11. Monitoring System

11.1. Overview

The Monitoring system is used to monitor various components of DIRAC. Currently, we have three monitoring types:

  • WMSHistory: for monitoring the DIRAC WMS

  • Component Monitoring: for monitoring DIRAC components such as services, agents, etc.

  • RMS Monitoring: for monitoring the DIRAC RequestManagement System (mostly the Request Executing Agent).

It is based on Elasticsearch distributed search and analytics NoSQL database. If you want to use it, you have to install the Monitoring service, and of course connect to a ElasticSearch instance.

11.2. Install Elasticsearch

This is not covered here, as installation and administration of ES are not part of DIRAC guide. Just a note on the ES versions supported: ES7 and ES6 are supported, the support for ES5 is not assured, and the one for ES6 will be dropped in a future release.
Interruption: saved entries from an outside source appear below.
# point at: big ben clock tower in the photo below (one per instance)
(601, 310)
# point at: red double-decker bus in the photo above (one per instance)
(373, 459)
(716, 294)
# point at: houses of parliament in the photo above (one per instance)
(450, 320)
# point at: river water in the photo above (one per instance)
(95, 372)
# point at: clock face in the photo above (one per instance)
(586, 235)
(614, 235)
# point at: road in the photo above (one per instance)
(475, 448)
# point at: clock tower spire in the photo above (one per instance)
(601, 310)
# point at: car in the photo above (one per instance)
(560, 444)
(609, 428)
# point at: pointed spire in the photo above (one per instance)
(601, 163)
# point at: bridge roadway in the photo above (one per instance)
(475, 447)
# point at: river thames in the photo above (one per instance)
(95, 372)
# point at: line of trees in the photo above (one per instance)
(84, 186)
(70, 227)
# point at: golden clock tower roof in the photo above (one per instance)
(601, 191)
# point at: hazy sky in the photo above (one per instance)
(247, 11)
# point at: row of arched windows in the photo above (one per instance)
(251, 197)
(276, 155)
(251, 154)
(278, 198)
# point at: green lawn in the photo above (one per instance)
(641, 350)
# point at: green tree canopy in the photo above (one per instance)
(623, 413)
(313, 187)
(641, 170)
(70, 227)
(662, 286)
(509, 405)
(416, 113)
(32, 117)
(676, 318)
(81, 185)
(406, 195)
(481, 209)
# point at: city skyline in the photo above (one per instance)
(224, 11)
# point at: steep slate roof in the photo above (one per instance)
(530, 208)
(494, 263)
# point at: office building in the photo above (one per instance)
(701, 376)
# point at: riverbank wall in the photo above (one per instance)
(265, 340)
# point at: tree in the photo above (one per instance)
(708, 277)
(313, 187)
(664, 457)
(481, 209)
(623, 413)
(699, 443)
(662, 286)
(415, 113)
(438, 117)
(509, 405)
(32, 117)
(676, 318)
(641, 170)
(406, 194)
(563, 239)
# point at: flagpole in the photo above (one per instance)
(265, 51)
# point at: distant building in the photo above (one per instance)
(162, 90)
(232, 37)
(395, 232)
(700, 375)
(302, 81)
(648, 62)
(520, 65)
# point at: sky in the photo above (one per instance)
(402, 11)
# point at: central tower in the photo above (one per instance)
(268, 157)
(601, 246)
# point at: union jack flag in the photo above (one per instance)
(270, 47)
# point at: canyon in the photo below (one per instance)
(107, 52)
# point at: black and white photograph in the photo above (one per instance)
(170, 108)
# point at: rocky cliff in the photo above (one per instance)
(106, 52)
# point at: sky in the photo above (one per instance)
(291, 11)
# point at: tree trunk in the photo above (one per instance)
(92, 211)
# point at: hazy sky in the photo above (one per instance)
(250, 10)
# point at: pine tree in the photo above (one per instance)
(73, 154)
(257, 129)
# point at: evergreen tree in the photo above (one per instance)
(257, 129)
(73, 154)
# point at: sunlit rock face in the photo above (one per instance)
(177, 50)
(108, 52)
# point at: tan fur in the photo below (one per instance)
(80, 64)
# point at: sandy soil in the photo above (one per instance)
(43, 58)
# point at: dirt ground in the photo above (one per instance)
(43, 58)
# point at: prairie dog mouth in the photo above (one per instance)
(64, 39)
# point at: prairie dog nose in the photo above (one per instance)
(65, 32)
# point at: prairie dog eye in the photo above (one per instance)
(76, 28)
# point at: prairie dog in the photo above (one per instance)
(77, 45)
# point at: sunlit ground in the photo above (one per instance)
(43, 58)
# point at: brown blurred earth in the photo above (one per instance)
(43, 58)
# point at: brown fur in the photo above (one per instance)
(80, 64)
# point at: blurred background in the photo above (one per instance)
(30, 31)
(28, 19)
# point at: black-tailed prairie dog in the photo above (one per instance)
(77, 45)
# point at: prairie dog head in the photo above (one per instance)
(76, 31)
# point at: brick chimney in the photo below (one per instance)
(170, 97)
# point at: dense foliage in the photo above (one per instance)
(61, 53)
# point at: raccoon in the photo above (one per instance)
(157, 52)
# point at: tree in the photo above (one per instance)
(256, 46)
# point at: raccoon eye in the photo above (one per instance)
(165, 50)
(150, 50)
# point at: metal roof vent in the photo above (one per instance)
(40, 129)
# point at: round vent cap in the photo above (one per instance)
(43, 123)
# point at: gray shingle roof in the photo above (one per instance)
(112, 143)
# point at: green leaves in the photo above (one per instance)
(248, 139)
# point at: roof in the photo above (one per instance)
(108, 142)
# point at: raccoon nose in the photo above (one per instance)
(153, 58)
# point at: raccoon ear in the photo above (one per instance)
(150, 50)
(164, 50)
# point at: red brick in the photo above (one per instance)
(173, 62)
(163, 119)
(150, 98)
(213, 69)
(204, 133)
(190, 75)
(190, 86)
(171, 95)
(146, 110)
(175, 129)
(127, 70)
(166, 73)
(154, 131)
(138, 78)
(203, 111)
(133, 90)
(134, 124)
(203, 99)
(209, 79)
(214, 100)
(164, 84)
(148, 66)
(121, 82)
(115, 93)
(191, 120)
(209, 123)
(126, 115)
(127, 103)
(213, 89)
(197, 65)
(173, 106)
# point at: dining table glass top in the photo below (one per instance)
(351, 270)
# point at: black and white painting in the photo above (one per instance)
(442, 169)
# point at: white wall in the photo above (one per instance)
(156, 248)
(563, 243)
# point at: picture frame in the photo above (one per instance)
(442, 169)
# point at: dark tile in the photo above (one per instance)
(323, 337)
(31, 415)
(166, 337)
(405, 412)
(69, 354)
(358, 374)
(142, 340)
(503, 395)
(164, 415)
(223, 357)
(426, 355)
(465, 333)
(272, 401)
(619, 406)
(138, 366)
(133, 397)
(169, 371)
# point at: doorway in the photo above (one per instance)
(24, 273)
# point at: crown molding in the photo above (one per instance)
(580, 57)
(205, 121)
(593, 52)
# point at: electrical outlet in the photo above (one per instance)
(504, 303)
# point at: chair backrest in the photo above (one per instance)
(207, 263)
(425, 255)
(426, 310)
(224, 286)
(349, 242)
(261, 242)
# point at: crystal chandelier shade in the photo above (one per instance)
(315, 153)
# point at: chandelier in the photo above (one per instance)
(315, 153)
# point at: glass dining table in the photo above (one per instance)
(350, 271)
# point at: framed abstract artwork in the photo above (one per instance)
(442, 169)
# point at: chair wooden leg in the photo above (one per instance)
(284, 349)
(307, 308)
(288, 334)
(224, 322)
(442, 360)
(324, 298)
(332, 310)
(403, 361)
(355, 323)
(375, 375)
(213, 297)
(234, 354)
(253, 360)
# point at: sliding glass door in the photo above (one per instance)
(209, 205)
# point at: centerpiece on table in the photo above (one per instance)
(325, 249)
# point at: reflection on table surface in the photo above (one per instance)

11.3. Configure the MonitoringSystem

You can run your Elastic cluster even without authentication, or using User name and password. You have to add the following parameters:

  • User

  • Password

  • Host

  • Port

The User name and Password must be added to the local cfg file while the other can be added to the CS using the Configuration web application. You have to handle the ES secret information in a similar way to what is done for the other supported SQL databases, e.g. MySQL

For example:

Systems
{
  NoSQLDatabases
  {
    User = test
    Password = password
  }
}

The following option can be set in Systems/Monitoring/<Setup>/Databases/MonitoringDB:

IndexPrefix: Prefix used to prepend to indexes created in the ES instance. If this

is not present in the CS, the indices are prefixed with the setup name.

For each monitoring types managed, the Period (how often a new index is created) can be defined with:

MonitoringTypes
{
  ComponentMonitoring
  {
    # Indexing strategy. Possible values: day, week, month, year, null
    Period = month
  }
  RMSMonitoring
  {
    # Indexing strategy. Possible values: day, week, month, year, null
    Period = month
  }
  WMSHistory
  {
    # Indexing strategy. Possible values: day, week, month, year, null
    Period = day
  }
}

The given periods above are also the default periods in the code.

11.4. Enable WMSHistory monitoring

You have to add Monitoring to the Backends option of WorkloadManagemet/StatesAccountingAgent. If you do so, this agent will collect information using the JobDB and send it to the Elasticsearch database. This same agent can also report to the MySQL backend of the Accounting system (which is in fact the default).

Optionally, you can use an MQ system (like RabbitMQ) for failover, even though the agent already has a simple failover mechanism. You can configure the MQ in the local dirac.cfg file where the agent is running:

Resources
{
  MQServices
  {
    hostname.some.where
    {
      MQType = Stomp
      Port = 61613
      User = monitoring
      Password = seecret
      Queues
      {
        WMSHistory
        {
          Acknowledgement = True
        }
      }
    }
  }
}

11.5. Enable Component monitoring

You have to set EnableActivityMonitoring=True in the CS. It can be done globally, the Operations section, or per single component.

11.6. Enable RMS Monitoring

In order to enable RMSMonitoring we need to set value of EnableRMSMonitoring flag to yes/true in the CS:

Systems
{
  RequestManagement
  {
    <instance>
    {
      Agents
      {
        RequestExecutingAgent
        {
          ...
          EnableRMSMonitoring = True
        }
      }
    }
  }
}

11.7. Accessing the Monitoring information

After you installed and configured the Monitoring system, you can use the Monitoring web application.